Configuring the Scheduler trigger
When you drag and drop, a page opens to configure the scheduler. At any time, you can edit the scheduler by clicking the menu dots on the scheduler and then clicking Scheduler in the menu.
Point | Configuration | Notes |
---|---|---|
1 | Examples of CRON schedules | These are commonly used CRON scenarios for scheduling your pipelines. Click on the example and alter the CRON syntax by point 2 to meet your needs. |
2 | CRON input box | You can use the CRON syntax to schedule your pipelines. |
3 | Per second scheduling | CRON cannot run more frequently than per minute scheduling. Dataplane has a per second scheduler, but it is recommended that 3 seconds is the most frequent schedule. See below for more information on leader election and distributed locking. |
4 | Time zone | With Dataplane, you can set the time zone for the scheduler. Unless changed, the time zone will default to the time zone provided in settings. |
5 | Preview | The preview gives you the next 20 occurences of the schedule. This can be helpful to check the expected interval of the scheduler. |
6 | Online and offline | You can turn the scheduler on or off. This is useful when you are busy building your pipeline and you don't want the scheduler to run. If turned on, the scheduler will become active when the pipeline is saved. |
Advanced: Avoiding duplication with distributed locking and leader election
Dataplane is made up of the main application and worker nodes. The main application is responsible for the functioning of Dataplane such as scheduling, pipeline graph traversal, user management and so on. The worker nodes are responsible for processing data logic found in the processors.
To allow for cloud native scaling and resilience, the main application which runs the scheduler can have more than one instance running as a cluster, and it is recommended to run three instances as a cluster. You can see an example of this in the Kubernetes installation guide. The Kubernetes deployment yaml does this by setting the replica set to three.

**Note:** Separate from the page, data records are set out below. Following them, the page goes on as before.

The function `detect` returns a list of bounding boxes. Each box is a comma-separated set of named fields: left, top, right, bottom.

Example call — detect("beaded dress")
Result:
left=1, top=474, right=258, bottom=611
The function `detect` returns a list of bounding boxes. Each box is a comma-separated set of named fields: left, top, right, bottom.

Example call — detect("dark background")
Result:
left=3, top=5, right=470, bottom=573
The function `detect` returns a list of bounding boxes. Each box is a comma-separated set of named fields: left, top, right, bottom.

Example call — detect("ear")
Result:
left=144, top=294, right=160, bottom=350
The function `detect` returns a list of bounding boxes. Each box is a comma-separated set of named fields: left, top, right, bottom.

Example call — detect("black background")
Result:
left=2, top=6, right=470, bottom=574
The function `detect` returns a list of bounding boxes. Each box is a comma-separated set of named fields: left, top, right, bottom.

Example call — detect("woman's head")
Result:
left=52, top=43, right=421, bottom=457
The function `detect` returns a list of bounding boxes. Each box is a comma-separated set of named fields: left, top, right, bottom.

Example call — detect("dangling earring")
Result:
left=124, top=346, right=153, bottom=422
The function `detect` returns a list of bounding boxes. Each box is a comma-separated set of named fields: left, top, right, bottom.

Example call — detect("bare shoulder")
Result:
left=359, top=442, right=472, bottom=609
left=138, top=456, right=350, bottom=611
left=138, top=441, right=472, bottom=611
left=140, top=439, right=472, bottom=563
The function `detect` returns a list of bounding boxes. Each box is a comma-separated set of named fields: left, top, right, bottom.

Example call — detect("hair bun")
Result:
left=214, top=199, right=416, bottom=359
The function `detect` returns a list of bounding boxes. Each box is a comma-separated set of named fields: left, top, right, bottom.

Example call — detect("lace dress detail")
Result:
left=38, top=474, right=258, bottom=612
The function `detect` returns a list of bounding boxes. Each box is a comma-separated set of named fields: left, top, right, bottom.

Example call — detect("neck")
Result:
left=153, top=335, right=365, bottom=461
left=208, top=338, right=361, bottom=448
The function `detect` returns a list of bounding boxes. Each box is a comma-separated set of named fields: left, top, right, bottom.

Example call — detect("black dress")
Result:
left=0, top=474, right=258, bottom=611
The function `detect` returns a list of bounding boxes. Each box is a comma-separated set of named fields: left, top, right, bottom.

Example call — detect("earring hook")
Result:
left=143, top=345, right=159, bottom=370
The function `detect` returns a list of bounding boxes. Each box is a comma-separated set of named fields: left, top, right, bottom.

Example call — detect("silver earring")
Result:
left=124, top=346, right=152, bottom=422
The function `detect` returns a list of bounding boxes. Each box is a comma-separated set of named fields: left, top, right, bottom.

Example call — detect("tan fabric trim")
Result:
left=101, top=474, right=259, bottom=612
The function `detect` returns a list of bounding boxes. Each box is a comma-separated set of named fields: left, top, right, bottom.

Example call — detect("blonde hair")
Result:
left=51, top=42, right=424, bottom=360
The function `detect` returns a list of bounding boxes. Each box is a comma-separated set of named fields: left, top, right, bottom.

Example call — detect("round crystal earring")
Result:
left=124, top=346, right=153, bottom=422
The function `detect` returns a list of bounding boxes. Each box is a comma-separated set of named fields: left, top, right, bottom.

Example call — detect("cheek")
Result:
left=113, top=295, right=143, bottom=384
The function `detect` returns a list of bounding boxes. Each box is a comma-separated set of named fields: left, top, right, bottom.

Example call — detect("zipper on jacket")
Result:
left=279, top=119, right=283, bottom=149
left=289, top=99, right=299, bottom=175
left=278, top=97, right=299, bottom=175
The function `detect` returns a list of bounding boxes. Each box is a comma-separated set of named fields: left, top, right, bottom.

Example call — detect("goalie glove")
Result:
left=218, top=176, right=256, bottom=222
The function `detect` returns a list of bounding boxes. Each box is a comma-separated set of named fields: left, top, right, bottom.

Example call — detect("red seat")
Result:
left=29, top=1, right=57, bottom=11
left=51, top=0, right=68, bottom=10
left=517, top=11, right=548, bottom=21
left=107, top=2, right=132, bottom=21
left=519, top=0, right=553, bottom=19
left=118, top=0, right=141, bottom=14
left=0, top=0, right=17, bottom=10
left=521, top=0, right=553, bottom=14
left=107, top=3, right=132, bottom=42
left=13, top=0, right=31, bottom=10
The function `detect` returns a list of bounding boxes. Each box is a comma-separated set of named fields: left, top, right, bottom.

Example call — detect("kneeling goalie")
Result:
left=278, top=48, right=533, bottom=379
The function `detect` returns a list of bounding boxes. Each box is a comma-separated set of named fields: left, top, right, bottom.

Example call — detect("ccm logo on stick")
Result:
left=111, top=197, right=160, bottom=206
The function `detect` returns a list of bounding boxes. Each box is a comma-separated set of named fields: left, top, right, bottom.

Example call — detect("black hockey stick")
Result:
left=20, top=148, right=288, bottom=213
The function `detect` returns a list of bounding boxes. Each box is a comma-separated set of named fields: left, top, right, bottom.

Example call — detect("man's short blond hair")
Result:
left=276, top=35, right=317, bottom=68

If there are three main applications running, this could also mean there are three schedulers running causing duplicate runs. To solve this problem, Dataplane uses two strategies to prevent duplicate runs while maintaining scaling and resilience capability.
The first strategy is distributed locking. Each time a schedule is run, that run is locked for a period of 1 second which prevents the same scheduler from running more than once at the same time. This is the reason we recommend that per second scheduling is at a minimum a conservative 3 seconds.
The second strategy is leader election. Only one leader can run the scheduler. When the main application starts up, and it is the only instance running, it will elect itself as the leader. If more instances spin up, those instances continue to recognise the elected leader. The leader frequently broadcasts (or boasts) about being the leader to constantly make the other instances aware. If the leader crashes or becomes unresponsive, the other instances will randomly select a leader amongst themselves and the scheduler will be activated on that elected leader.
Changes made to schedules (including removal and online / offline status changes) can only be applied by the leader instance.